出会ったときのイリアは、令嬢とは妃とはとすでに厳しく教育されていて、こんなお転婆な私を素敵な令嬢として導いてくれようとしていたのだ。
なので、小さい頃からイリアにはよく叱られた。そのことを疎ましく思っていたのも事実。
殿下とハリーとでイリアには内緒で街に出かけたりしたものだ。
言うことを聞かない私には、イリアもかなり手こずっただろう。
イリアは、公爵家の人間として、令嬢としての矜持が高すぎただけなのだ。
無茶苦茶な私に振り回されている殿下やハリーの仲間に入りたかったけど……プライドが許さなかった。
殿下の妃になれるようにと両親からのプレッシャーもあっただろう。
それが、自由奔放な私への恨みとなった。
自身の恋心を知って、ハリーの気持を知り、ハリーに相手にされている私にも嫉妬していたのだ。
嫉妬がイリアを狂わせていく。
いつしか、ハリーへの恋心を持つイリアと私の間には深い溝ができてしまった。
学園でのお呼び出し、お茶会での嫌がらせ、今は、お友達とはとても言えない人たちといろいろあった。

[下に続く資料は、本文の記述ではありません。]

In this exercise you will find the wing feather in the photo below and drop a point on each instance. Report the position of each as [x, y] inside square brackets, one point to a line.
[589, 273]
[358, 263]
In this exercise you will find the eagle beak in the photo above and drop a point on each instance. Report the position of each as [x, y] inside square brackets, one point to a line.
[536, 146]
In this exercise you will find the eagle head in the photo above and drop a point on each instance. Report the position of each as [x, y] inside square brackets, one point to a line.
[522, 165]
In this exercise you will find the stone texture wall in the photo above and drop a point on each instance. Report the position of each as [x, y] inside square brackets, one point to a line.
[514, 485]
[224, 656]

それになんの反応も見せない私に腹もたったことだろう。
あのお茶会は、沸点をゆうに超えていたイリアの心を開放するにはちょうど良かったのかもしれない。
令嬢としては、褒められたことではないが、私もそれ以上に規格外のことをしているのだから……おあいこである。

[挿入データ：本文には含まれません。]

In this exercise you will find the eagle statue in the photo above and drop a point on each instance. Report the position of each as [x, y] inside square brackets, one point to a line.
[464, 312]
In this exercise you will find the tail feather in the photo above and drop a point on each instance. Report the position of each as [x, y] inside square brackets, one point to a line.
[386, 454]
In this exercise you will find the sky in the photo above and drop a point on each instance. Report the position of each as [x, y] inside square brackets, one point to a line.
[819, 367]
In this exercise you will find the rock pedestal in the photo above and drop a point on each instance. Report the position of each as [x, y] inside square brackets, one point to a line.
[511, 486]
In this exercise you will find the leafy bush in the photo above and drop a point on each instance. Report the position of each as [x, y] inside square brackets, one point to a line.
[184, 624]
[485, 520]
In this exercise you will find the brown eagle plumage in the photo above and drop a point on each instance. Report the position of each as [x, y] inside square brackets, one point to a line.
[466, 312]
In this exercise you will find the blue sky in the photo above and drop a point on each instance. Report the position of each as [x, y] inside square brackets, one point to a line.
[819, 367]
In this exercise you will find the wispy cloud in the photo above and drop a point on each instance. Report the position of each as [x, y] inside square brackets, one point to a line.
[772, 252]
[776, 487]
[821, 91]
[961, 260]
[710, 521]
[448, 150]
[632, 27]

イリアは、ハリーの言葉を聞いた瞬間、今までの心の澱が取れたようで、私とハリーを見つめる。
すべてではないだろうが、少しだけ心に余裕ができたように見える。
「イリア嬢、改めて……お友達になってくれないかしら?」
私の提案にイリアは頷く。
「よろしくてよ、アンナ。元々、あなたは私の幼馴染なのですから」
涙を拭いてこちらを見るイリアの目は、腫れぼったい。
私が溢れる涙を親指で拭うと、イリアはニッコリ笑い返してくれる。
「もう、私はあなたに振り回されてあげないわ!もちろん私自身の嫉妬にも。
だけど、公爵家の令嬢として、私は私でありたい!」
「そうこなくっちゃ!!イリアは、私の教育係ですものね!」
そう言って、二人は笑いあう。
「そうね……私は、あなたの手本になる!と小さいときに誓ったのよ。
全くいうことを聞かないアンナが憎たらしくて……ヘンリー様と二人で街へ出かけて行く姿も
羨ましくって……誓いのこともすっかり忘れていたのね……」
「ふふふ。これからを楽しみにしているわ!」
手を取り合い、イリアとこれからを想い笑いあうと、隣で微妙な顔をしているハリー。
「盛り上がったところ、悪いんだけどさ……君たち二人揃うと……ちょっと……怖いな?」
「ハリー!どういう意味?」
「ヘンリー様、どういうことですの?」
私とイリアの声が重なる。
「まさに、そういうところだ……」
少し離れたところで、私達二人の成り行きを見守っていた殿下が、ぼそっとこぼしたのだった。